Solved: How to calculate mean within each group without one observation / inc...

michellel · Posted 11-17-2015 02:41 PM

Hi,

I have a question about calculating mean of score within each school with additional condition. The variable for mean of score within each school [mean_score] has been created. I need create two more variables now and am not sure how to program. Below is a fake small dataset for program develop. Real data contains about 100,000 observations (students) belonging to about 100 schools.

First, I need create a variable for mean of score within each school but without the score of the same row. For example, for student_ID=123, it should be (95+89+95)/(4-1), which is without 98 (his own’s score) in numerator and minus 1 (observation) in denominator. For student_ID=124, it should be (98+89+95)/3, and so on.

Second, I need create a variable for mean of score within each school including additional number, which is 25^th percentile of score for ALL student (in the entire dataset, not within each school). For example, for student_ID=123, it should be (98+95+89+95+25^th percentile of score in the entire dataset)/(4+1). So this variable will be the same value for students within each school.

Many thanks in advance for your answer!!!

student_ID school_ID score mean_score

123 1 98 94.25

124 1 95 94.25

125 1 89 94.25

126 1 95 94.25

127 2 96 80.2

128 2 78 80.2

129 2 85 80.2

130 2 74 80.2

131 2 68 80.2

132 3 98 87

133 3 84 87

134 3 85 87

135 3 75 87

136 3 99 87

137 3 81 87

FreelanceReinh · Posted 11-17-2015 03:52 PM

How do you like this?

/* Compute overall 25th percentile of score */

proc summary data=have;
var score;
output out=perc25 q1=q;
quit;


/* Write it into macro variable Q */

proc sql noprint;
select q
into :q
from perc25;
quit;

%put Overall 25th percentile of score: &q;

/* Create dataset with number of students per school */

data numstud;
do nst=1 by 1 until(last.school_ID);
  set have(keep=school_ID);
  by school_ID;
end;
run;


/* Add the desired new variables */

proc sql;
create table want(drop=nst) as
select *, (mean_score*nst-score)/(nst-1) as mrest, (mean_score*nst+&q)/(nst+1) as mwithq
from have natural join numstud
order by school_ID, student_ID;
quit;

Edit: Added optional ORDER BY clause.

View solution in original post

Astounding · Posted 11-17-2015 03:46 PM

In retrospect, your first question would have been easy to answer if you had prepared the data slightly differently. Instead of adding MEAN_SCORE to each observation, it likely would have been possible to add SUM_SCORE and N_SCORE. That would have made the calculations easy. If that is still a possibility, I would suggest it. If not, we can always use the existing data to generate those numbers. The program wouldn't be simple, but it would be relatively short.

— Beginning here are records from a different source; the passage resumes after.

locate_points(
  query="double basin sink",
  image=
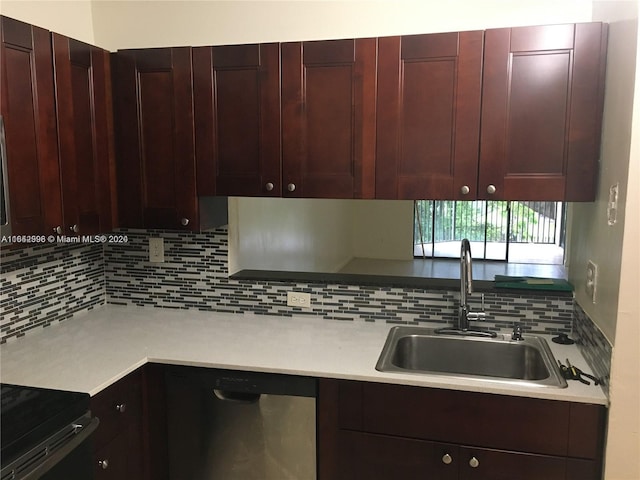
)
(527, 362)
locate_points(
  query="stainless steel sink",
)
(420, 350)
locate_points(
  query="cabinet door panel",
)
(328, 118)
(379, 457)
(123, 456)
(428, 115)
(28, 111)
(541, 112)
(237, 112)
(82, 75)
(156, 173)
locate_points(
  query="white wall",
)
(130, 24)
(616, 247)
(303, 235)
(71, 18)
(382, 229)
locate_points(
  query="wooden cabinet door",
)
(428, 114)
(155, 138)
(118, 439)
(121, 458)
(28, 111)
(542, 102)
(237, 119)
(328, 118)
(85, 131)
(363, 456)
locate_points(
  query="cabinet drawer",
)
(494, 421)
(368, 456)
(117, 407)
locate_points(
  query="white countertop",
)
(90, 352)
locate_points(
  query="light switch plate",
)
(592, 280)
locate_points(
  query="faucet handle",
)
(517, 332)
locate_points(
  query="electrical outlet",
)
(612, 205)
(299, 299)
(156, 250)
(592, 280)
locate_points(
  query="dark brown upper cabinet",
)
(237, 119)
(328, 118)
(542, 107)
(428, 109)
(153, 93)
(85, 132)
(29, 115)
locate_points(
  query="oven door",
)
(65, 455)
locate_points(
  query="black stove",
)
(40, 428)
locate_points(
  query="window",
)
(518, 232)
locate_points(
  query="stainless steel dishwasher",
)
(233, 425)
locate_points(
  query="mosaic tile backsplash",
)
(195, 275)
(45, 284)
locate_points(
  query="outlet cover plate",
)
(299, 299)
(156, 250)
(592, 280)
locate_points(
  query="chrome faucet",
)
(466, 288)
(466, 284)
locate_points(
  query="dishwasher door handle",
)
(236, 397)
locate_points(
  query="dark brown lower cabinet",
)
(121, 457)
(385, 432)
(118, 439)
(377, 457)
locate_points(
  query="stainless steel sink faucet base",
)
(466, 288)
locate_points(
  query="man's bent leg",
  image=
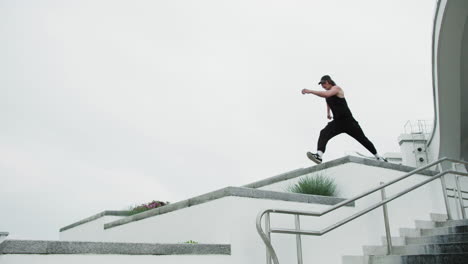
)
(353, 129)
(331, 130)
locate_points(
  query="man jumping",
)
(343, 120)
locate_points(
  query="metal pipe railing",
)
(271, 254)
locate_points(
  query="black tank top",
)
(339, 107)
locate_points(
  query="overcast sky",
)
(106, 104)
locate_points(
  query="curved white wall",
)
(450, 58)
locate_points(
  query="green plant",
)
(144, 207)
(318, 185)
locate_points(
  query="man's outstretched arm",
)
(333, 91)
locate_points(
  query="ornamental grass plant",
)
(145, 207)
(316, 185)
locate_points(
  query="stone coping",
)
(335, 163)
(230, 191)
(94, 217)
(73, 247)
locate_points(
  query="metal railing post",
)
(387, 225)
(444, 191)
(267, 231)
(298, 240)
(460, 196)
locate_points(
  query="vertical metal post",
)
(460, 196)
(387, 225)
(298, 240)
(267, 231)
(444, 191)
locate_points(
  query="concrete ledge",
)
(334, 163)
(229, 191)
(94, 217)
(62, 247)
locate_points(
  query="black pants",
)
(349, 126)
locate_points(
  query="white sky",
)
(106, 104)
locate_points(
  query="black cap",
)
(325, 78)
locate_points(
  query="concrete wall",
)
(450, 62)
(231, 220)
(111, 259)
(90, 231)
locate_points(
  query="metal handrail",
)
(271, 254)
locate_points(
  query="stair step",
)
(438, 217)
(419, 249)
(355, 260)
(420, 259)
(452, 223)
(445, 230)
(418, 232)
(396, 241)
(451, 238)
(435, 224)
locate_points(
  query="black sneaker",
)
(314, 157)
(382, 159)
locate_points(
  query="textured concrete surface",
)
(225, 192)
(334, 163)
(94, 217)
(62, 247)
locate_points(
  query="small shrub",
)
(145, 207)
(318, 185)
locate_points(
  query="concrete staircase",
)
(432, 242)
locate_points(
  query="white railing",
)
(266, 234)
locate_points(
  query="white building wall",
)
(231, 220)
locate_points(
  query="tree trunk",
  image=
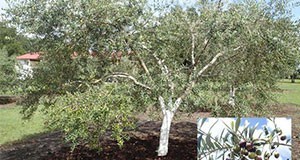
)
(168, 113)
(164, 133)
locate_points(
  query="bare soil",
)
(141, 146)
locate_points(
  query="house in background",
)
(26, 62)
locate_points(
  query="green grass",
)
(291, 92)
(12, 127)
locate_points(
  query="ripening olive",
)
(258, 152)
(237, 149)
(258, 158)
(283, 137)
(276, 155)
(244, 152)
(279, 131)
(273, 146)
(252, 155)
(253, 149)
(243, 144)
(249, 146)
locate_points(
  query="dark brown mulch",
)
(142, 145)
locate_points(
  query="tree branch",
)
(199, 74)
(125, 75)
(166, 72)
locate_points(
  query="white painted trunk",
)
(168, 113)
(164, 133)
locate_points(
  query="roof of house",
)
(30, 56)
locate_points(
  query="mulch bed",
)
(141, 146)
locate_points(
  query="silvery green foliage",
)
(87, 117)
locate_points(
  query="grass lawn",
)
(12, 127)
(291, 92)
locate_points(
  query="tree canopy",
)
(222, 57)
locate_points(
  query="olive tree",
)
(167, 51)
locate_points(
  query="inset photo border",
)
(244, 138)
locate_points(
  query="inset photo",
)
(244, 138)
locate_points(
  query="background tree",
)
(12, 44)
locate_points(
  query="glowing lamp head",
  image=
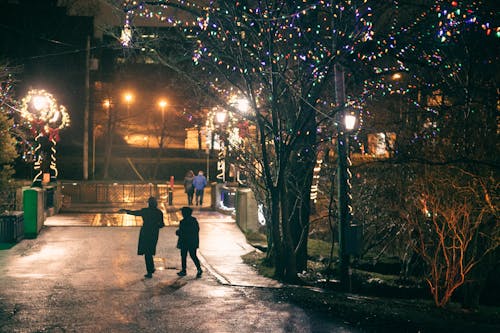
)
(128, 97)
(242, 105)
(162, 103)
(106, 103)
(220, 116)
(40, 102)
(396, 76)
(349, 122)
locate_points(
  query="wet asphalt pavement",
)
(89, 279)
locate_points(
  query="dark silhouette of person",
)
(188, 186)
(152, 219)
(189, 240)
(199, 183)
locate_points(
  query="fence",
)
(80, 192)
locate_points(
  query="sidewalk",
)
(221, 241)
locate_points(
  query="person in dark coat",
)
(152, 219)
(199, 183)
(188, 186)
(189, 240)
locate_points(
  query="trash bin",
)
(11, 226)
(33, 211)
(170, 197)
(228, 197)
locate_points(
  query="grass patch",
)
(6, 246)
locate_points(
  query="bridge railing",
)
(107, 193)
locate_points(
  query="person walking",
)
(199, 183)
(152, 219)
(188, 186)
(189, 240)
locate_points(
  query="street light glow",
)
(349, 122)
(128, 97)
(162, 103)
(396, 76)
(106, 103)
(220, 116)
(40, 102)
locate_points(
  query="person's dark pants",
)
(192, 254)
(150, 265)
(199, 197)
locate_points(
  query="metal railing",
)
(84, 192)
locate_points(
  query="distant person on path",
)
(188, 186)
(189, 240)
(152, 219)
(199, 183)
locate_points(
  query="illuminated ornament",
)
(126, 36)
(46, 118)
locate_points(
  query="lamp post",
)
(46, 117)
(162, 104)
(347, 123)
(220, 117)
(128, 97)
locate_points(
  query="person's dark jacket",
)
(188, 184)
(152, 222)
(188, 233)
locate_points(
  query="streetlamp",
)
(46, 117)
(162, 103)
(347, 123)
(128, 97)
(220, 117)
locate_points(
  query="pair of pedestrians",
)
(195, 185)
(188, 233)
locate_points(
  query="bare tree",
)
(454, 225)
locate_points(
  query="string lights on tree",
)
(45, 117)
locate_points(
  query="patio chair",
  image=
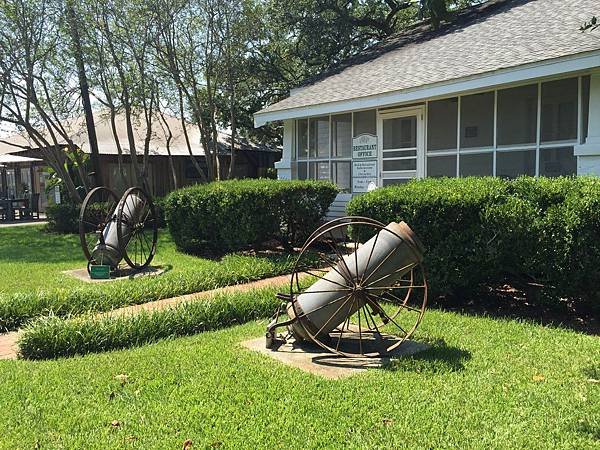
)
(31, 209)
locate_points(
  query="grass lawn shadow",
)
(439, 358)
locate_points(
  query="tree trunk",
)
(85, 94)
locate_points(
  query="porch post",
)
(588, 153)
(284, 167)
(3, 181)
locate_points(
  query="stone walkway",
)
(8, 341)
(17, 223)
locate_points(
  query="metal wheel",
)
(380, 310)
(96, 212)
(137, 228)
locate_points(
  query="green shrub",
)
(232, 215)
(63, 218)
(53, 337)
(483, 230)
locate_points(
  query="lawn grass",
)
(484, 384)
(32, 283)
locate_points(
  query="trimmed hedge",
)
(232, 215)
(63, 218)
(484, 230)
(53, 337)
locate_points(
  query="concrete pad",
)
(313, 359)
(124, 274)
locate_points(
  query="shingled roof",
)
(498, 34)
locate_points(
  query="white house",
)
(511, 87)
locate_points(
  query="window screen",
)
(365, 122)
(341, 135)
(559, 110)
(477, 120)
(442, 120)
(517, 115)
(514, 164)
(441, 166)
(479, 165)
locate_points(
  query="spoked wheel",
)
(137, 228)
(97, 211)
(375, 298)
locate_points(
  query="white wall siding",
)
(588, 153)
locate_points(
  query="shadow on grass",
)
(439, 358)
(507, 302)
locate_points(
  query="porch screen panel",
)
(511, 164)
(441, 166)
(442, 120)
(585, 106)
(341, 136)
(302, 138)
(365, 122)
(476, 165)
(517, 115)
(25, 187)
(319, 137)
(555, 162)
(477, 120)
(559, 110)
(341, 174)
(400, 133)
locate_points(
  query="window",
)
(477, 120)
(517, 115)
(442, 120)
(559, 110)
(441, 166)
(365, 122)
(477, 165)
(326, 137)
(319, 137)
(511, 164)
(302, 171)
(341, 136)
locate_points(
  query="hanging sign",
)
(364, 174)
(364, 146)
(57, 195)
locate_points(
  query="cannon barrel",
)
(380, 262)
(107, 250)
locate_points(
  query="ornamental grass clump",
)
(18, 308)
(54, 337)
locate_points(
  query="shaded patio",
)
(19, 196)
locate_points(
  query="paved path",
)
(21, 224)
(8, 341)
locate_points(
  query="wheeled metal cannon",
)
(112, 230)
(368, 291)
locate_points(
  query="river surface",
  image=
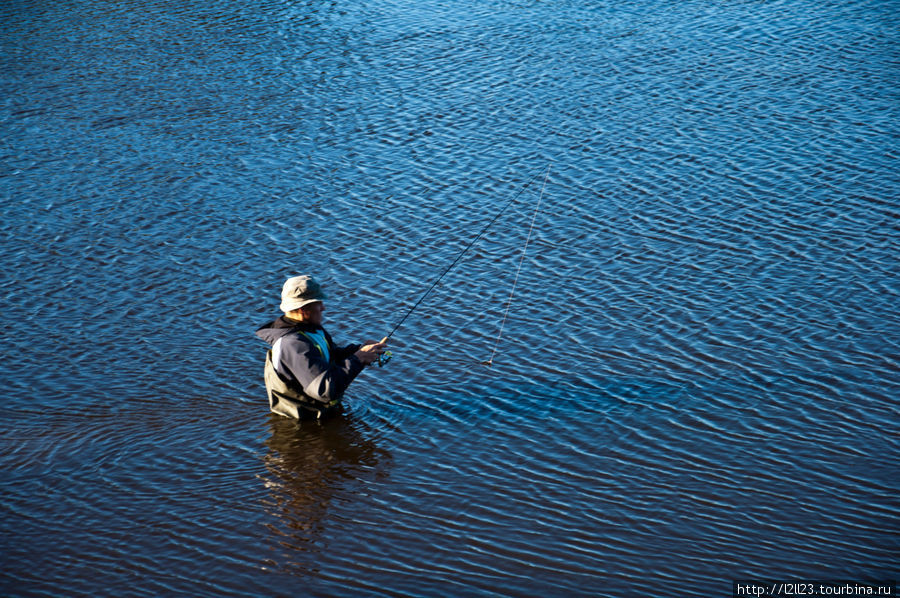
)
(698, 379)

Regarding your second question, it looks like two preparatory steps are needed. First, calculate the 25th percentile and store it in a SAS data set. Then append it to each observation. Are you comfortable with the first part of that, or do you need help with both parts?

michellel · Posted 11-17-2015 03:51 PM

Thanks Astounding so much for your answer! I think I can get the first part done now. I need help for the second part. Thanks!

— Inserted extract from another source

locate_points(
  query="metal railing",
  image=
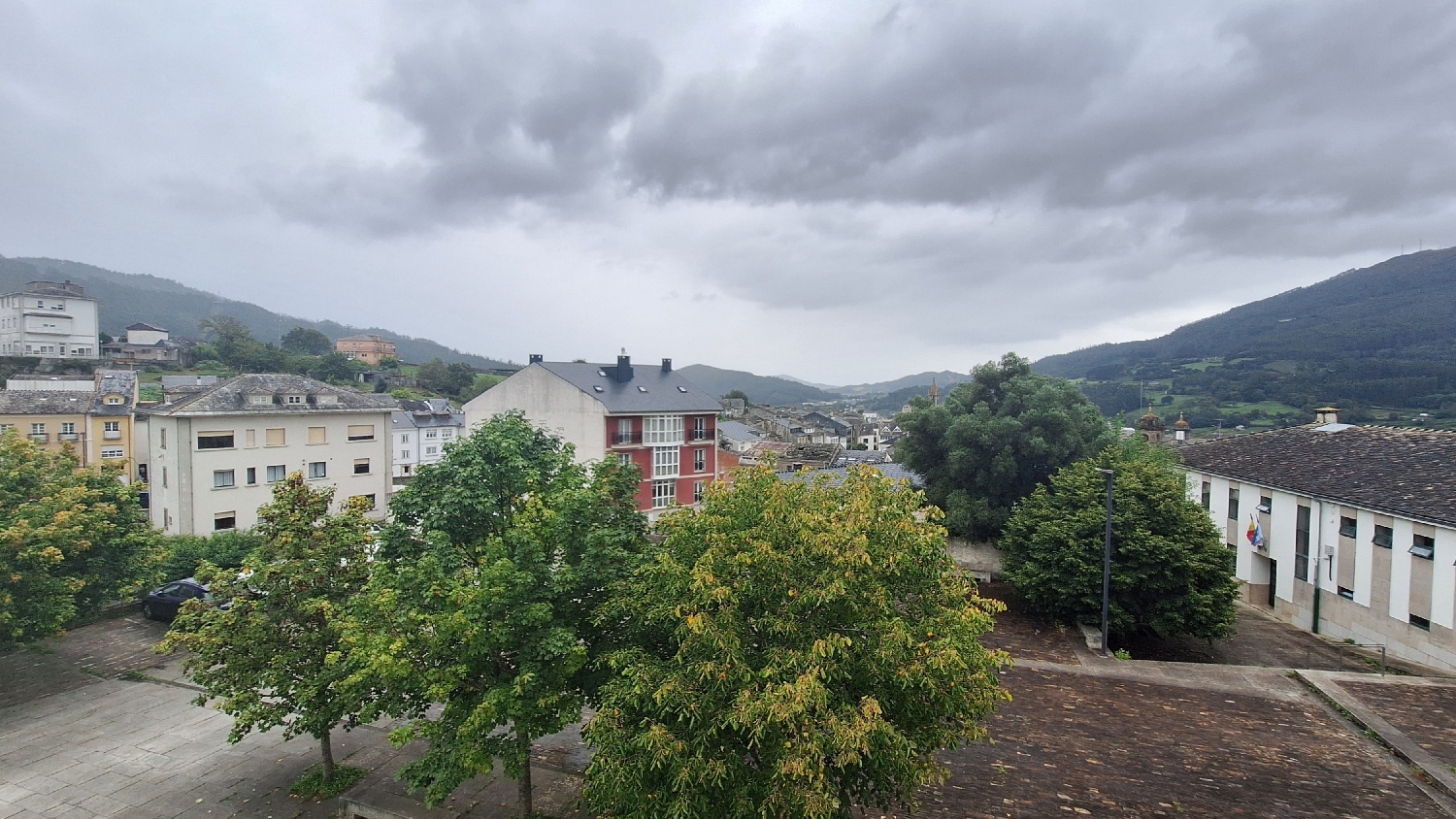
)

Astounding · Posted 11-17-2015 04:19 PM

OK, assuming you can create a SAS data set (I'll call it CUTOFF) with a single variable representing the 25th percentile (I'll call it percentile_25), here's how to add one observation to every observation in your existing data set:

data want;

if _n_=1 then set cutoff;

set have;

*** add calculations here as needed;

run;

If you actually have SUM_SCORE and N_SCORE available, the calculations should be relatively easy. For some of the calculations, you will be dividing by (N_SCORE - 1). In that case, be sure to check:

if N_SCORE > 1 then ...

Good luck.

michellel · Posted 11-17-2015 04:50 PM

Thanks so much, Astounding! So what you did is append the dataset cutoff to each first observation of each school? I have one more question. I need create 3 more variables, similar to the second variable [mwithq], using 1st percentile, 75th percentile, 99th percentile of score, instead of 25th percentile of score. How can I create these variable at the same time?

Thanks much for the check reminder. It is very useful.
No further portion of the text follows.